In particolare, il quadro di riferimento è dato dall’articolo 5, comma 1 del CAD che statuisce l’obbligo per le pubbliche amministrazioni di «[…] accettare, tramite la piattaforma» messa a disposizione dall’AgID in attuazione dell’articolo 5, comma 2, del CAD, «[…] i pagamenti spettanti a qualsiasi titolo attraverso sistemi di pagamento elettronico, ivi inclusi, per i micro-pagamenti, quelli basati sull’uso del credito telefonico […]».

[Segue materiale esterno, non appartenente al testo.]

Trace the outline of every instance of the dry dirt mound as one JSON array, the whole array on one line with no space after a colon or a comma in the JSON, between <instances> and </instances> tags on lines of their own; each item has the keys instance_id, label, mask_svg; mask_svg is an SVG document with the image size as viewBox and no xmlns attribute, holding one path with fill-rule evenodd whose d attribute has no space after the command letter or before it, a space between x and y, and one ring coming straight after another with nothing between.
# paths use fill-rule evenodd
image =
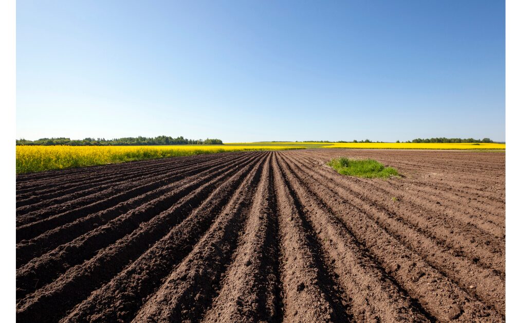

Tale piattaforma è quella meglio conosciuta come Nodo dei Pagamenti-SPC e/o Sistema pagoPA (si veda il successivo paragrafo 8.3).

Le Linee guida perseguono l’obiettivo del legislatore di cogliere le opportunità offerte dalle nuove tecnologie per facilitare le relazioni con i cittadini e le imprese. L’auspicato maggior utilizzo di strumenti di pagamento elettronici facilita la messa a punto di processi fortemente automatizzati per la gestione e la riconciliazione dei pagamenti da parte della Pubblica Amministrazione, nel rispetto delle soluzioni organizzative in essere.

Le Linee guida per i pagamenti della Pubblica Amministrazione, tenuto conto del quadro normativo di riferimento, delineano le attività che le pubbliche amministrazioni, i gestori di pubblici servizi e le società a controllo pubblico devono mettere in atto per consentire l’esecuzione di pagamenti attraverso l’uso di strumenti elettronici, nonché le specifiche dei codici da utilizzare per il pagamento, la riconciliazione e il riversamento delle somme raccolte.

L’Agenzia per l’Italia Digitale provvederà a tenere aggiornate le Linee guida per tener conto delle variazioni del quadro di riferimento normativo, dell’evoluzione del contesto tecnologico e delle mutate esigenze delle pubbliche amministrazioni e degli utilizzatori finali, quali beneficiari del servizio pubblico erogato.